Le photographe lyonnais a également couvert des sujets d’actualités : le couronnement du roi du Népal sur ses somptueux éléphants ou encore le procès de Klaus Barbie à Lyon. Celui qui, à 21 ans, avait pris le chemin du maquis du Vercors et a vu nombre de ses camarades périr sous la torture du boucher de Lyon, découvre alors sur ses clichés ces « regards respectueux » que les avocats du tortionnaires lèvent vers leur client, « comme si c’était une vedette ».
Parmi les quelque 150 clichés exposés à Lyon, un tiers environ sont des inédits. Comme cette série sur l’Alaska, où les formes se découpent sur le blanc immaculé de la neige. Des photographies presque abstraites, épurées.
Quand Lyon ne voulait pas de son enfant
En 2004, Marc Riboud avait proposé à la ville de Lyon de lui léguer l’intégralité de son fonds photographique, à condition de lui trouver un lieu adéquat. Le projet a avorté, faute de « volonté politique » du maire de Lyon, pointe Jean-Jack Queyranne qui déplore « une occasion manquée ». Ce patrimoine exceptionnel ne sera ainsi que de passage dans la ville natale du photographe.
Info : Marc Riboud, premiers déclics, jusqu’au 21 février 2015, Hôtel de région (Confluence), du lundi au vendredi de 10h à 18h, le samedi de 10h à 19h.

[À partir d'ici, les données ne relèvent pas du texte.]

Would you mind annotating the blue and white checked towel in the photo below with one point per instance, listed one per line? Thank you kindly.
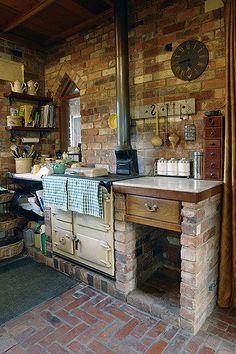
(85, 196)
(55, 192)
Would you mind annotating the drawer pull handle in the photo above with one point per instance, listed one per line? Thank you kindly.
(151, 208)
(211, 121)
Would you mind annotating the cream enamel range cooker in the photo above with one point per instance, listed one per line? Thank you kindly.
(87, 239)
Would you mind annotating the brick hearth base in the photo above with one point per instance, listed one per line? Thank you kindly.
(199, 263)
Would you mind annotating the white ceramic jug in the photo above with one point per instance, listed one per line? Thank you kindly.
(32, 87)
(17, 86)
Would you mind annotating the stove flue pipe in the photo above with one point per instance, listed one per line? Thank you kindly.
(122, 75)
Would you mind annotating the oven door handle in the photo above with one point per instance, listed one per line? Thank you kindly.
(77, 245)
(107, 227)
(106, 263)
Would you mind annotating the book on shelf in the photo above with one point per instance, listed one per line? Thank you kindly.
(47, 116)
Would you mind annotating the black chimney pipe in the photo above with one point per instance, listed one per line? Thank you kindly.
(122, 75)
(126, 156)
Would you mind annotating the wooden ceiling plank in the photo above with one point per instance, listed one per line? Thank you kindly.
(75, 8)
(109, 2)
(81, 26)
(27, 15)
(23, 41)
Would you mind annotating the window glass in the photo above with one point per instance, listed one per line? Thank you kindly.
(75, 122)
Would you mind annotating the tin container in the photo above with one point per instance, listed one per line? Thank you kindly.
(172, 167)
(197, 164)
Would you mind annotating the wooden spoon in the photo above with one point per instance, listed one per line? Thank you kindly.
(157, 140)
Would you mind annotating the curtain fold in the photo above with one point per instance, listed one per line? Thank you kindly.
(227, 268)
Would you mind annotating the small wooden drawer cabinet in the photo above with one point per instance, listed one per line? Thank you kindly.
(213, 147)
(156, 212)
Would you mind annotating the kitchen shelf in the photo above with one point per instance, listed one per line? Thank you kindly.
(25, 97)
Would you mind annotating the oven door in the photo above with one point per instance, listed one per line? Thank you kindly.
(95, 249)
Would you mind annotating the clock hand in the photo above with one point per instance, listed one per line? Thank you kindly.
(184, 60)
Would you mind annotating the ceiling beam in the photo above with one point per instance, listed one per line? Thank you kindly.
(91, 22)
(27, 15)
(75, 8)
(23, 41)
(109, 2)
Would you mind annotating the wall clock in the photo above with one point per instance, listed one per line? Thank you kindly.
(189, 60)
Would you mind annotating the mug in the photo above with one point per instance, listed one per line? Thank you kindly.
(59, 168)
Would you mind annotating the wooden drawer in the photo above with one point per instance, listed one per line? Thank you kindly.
(212, 164)
(213, 133)
(214, 121)
(214, 143)
(213, 174)
(153, 211)
(213, 154)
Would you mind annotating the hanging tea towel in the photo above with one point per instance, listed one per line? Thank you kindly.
(55, 192)
(85, 196)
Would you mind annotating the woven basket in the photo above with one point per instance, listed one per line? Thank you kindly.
(11, 250)
(6, 197)
(8, 221)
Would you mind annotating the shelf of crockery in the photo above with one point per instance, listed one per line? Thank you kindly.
(23, 96)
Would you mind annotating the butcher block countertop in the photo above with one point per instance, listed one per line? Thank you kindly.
(172, 188)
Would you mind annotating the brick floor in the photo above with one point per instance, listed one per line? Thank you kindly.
(84, 320)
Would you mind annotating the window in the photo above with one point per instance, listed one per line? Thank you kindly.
(70, 119)
(74, 124)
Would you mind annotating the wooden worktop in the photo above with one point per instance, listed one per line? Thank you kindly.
(172, 188)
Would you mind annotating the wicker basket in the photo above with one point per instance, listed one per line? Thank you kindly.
(8, 221)
(6, 197)
(11, 250)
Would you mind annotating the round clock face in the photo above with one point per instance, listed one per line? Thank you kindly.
(189, 60)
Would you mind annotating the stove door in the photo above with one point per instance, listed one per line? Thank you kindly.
(94, 252)
(63, 241)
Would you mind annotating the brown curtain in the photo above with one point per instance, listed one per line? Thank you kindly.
(227, 274)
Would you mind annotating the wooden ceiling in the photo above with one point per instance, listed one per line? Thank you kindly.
(42, 23)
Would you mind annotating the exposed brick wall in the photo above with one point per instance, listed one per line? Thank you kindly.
(33, 69)
(89, 59)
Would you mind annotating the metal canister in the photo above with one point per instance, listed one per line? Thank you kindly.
(197, 164)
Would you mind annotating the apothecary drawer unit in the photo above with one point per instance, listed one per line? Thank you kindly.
(153, 212)
(213, 147)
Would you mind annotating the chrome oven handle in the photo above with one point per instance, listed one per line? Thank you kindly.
(151, 208)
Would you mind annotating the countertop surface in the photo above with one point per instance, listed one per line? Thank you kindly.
(169, 184)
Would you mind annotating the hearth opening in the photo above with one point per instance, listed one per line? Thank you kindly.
(158, 273)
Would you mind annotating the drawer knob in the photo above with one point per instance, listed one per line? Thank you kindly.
(211, 121)
(151, 208)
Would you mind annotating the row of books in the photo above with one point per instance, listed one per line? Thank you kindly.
(40, 117)
(44, 117)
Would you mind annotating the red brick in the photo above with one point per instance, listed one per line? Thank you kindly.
(100, 348)
(72, 334)
(76, 347)
(72, 320)
(84, 316)
(56, 349)
(174, 27)
(48, 340)
(76, 303)
(117, 313)
(157, 329)
(157, 347)
(207, 350)
(125, 331)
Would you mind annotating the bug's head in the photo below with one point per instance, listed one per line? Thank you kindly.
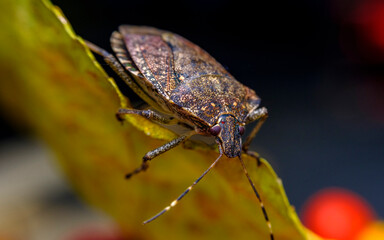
(228, 131)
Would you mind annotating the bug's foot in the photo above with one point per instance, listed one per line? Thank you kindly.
(120, 118)
(143, 167)
(254, 155)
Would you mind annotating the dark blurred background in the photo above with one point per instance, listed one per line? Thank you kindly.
(317, 65)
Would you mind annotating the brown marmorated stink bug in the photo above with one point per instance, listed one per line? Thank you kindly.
(184, 85)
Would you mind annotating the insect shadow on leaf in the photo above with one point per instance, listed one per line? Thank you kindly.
(184, 85)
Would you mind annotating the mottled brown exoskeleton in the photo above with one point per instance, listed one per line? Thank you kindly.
(184, 85)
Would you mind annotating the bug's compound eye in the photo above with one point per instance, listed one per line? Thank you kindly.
(241, 130)
(215, 130)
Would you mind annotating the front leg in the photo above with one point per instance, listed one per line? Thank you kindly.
(154, 153)
(149, 114)
(260, 114)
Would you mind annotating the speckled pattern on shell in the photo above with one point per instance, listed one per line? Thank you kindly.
(185, 79)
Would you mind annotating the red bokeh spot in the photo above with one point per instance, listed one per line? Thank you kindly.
(337, 213)
(370, 17)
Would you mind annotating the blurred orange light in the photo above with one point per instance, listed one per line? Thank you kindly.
(337, 213)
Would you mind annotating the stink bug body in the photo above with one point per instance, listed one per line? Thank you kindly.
(183, 84)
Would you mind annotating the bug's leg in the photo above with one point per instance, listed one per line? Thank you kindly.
(260, 114)
(174, 202)
(258, 198)
(154, 153)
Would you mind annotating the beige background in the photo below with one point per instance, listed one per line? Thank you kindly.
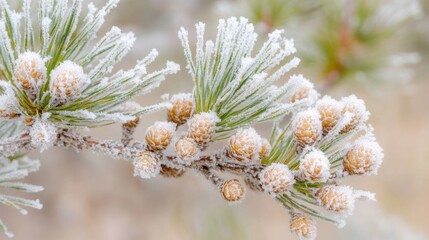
(90, 196)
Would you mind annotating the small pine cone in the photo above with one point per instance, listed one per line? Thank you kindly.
(43, 134)
(67, 81)
(181, 108)
(172, 172)
(9, 115)
(245, 145)
(159, 135)
(336, 198)
(302, 226)
(202, 127)
(30, 71)
(330, 112)
(265, 149)
(307, 127)
(146, 165)
(315, 167)
(276, 178)
(232, 191)
(304, 89)
(364, 158)
(186, 149)
(357, 108)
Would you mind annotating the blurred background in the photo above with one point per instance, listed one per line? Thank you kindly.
(377, 50)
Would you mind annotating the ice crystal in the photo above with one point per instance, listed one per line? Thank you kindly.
(231, 82)
(15, 170)
(81, 77)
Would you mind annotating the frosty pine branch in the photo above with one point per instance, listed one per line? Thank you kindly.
(58, 81)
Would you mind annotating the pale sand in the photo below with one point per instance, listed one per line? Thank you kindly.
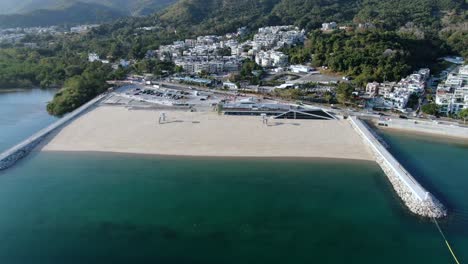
(116, 129)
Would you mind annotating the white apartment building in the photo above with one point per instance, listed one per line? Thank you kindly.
(271, 59)
(329, 26)
(452, 96)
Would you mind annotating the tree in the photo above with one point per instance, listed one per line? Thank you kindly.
(430, 109)
(344, 92)
(463, 114)
(328, 96)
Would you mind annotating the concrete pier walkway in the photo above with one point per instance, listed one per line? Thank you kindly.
(416, 198)
(12, 155)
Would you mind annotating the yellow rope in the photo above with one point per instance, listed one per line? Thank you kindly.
(446, 242)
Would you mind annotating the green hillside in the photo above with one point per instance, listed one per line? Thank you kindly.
(75, 14)
(28, 13)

Entrée libre et gratuite, visites guidées sur réservation à mediationleplateau[arobase]rhonealpes.fr ou au 06 85 01 85 82.
Par ailleurs, le coffret Vers l’orient retrace en 5 livrets les voyages du photographe au Japon, Chine, Inde, Népal, Iran, Afghanistan, Pakistan et Turquie (consultable sur place, 55 euros en librairie).